Unterstützung aus der Ferne

In den vergangenen Monaten haben wir mit vielen Elternteilen gesprochen, die durch den Tod des Lebenspartners ohnehin schon viele Herausforderungen alleine meistern müssen und immer wieder ihre Grenzen spüren. Sie sind selbst in Trauer, haben durch die enormen Alltagsbelastungen aber kaum Raum dafür.

Als wir unsere Gruppenangebote im Frühjahr 2020 im Zuge des ersten Lockdowns vorübergehend einstellen mussten, haben wir im Team intensiv überlegt, wie wir neben unserer telefonischen Beratungstätigkeit trotzdem für die betroffenen Familien da sein können. Das Ergebnis war eine kleine Video-Reihe für Zuhause.

Unter #wirsindda zeigen Mitarbeitende unseres Teams Kindern, Jugendlichen und ihren Angehörigen in kurzen Filmen Möglichkeiten auf, mit angestauten Gefühlen, wie Wut oder Angst umzugehen. Darunter sind auch Übungen, die nicht nur den Trauerweg unterstützen, sondern alle belasteten jungen Menschen stärken. Wir sind fest entschlossen, die Reihe weiterzuführen.

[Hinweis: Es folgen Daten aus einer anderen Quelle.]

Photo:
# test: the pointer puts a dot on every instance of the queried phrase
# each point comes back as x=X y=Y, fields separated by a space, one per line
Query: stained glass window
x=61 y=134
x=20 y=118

Alle bisherigen Übungen gibt es hier als Playlist.


Jeder Mensch ist Experte für die eigene Trauer

Leonie hat übrigens ihren Trauerweg gefunden. Sie kommt seit einigen Monaten zur Einzelberatung zu Trauerland. Hier konnte sie inzwischen gemeinsam mit einer unserer Pädagoginnen erarbeiten, dass ihre Traurigkeit oft von Wut verdrängt wird und dann nur noch ein kleines brüchiges Stück im Herzen ist.

Sie fand heraus, dass diese Traurigkeit etwas Liebe und Fürsorge gebrauchen könnte. Als Erinnerung hat sie sich ein Glasherz mitgenommen, und möchte in den nächsten Wochen Wege ausprobieren, der Traurigkeit mehr Raum und Liebe zu geben.

Leonies Geschichte zeigt, wie wichtig es ist, dem individuellen Trauerweg Raum zu geben und sich nach einem Verlust auf eigene Art damit auseinanderzusetzen. Der Wunsch, allen trauernden Kinder und Jugendlichen diese Möglichkeit zu bieten, ist das, was uns bei Trauerland antreibt.

Ein Beitrag von Myriam Metry und Silke Boos von Trauerland – Zentrum für trauernde Kinder und Jugendliche e. V.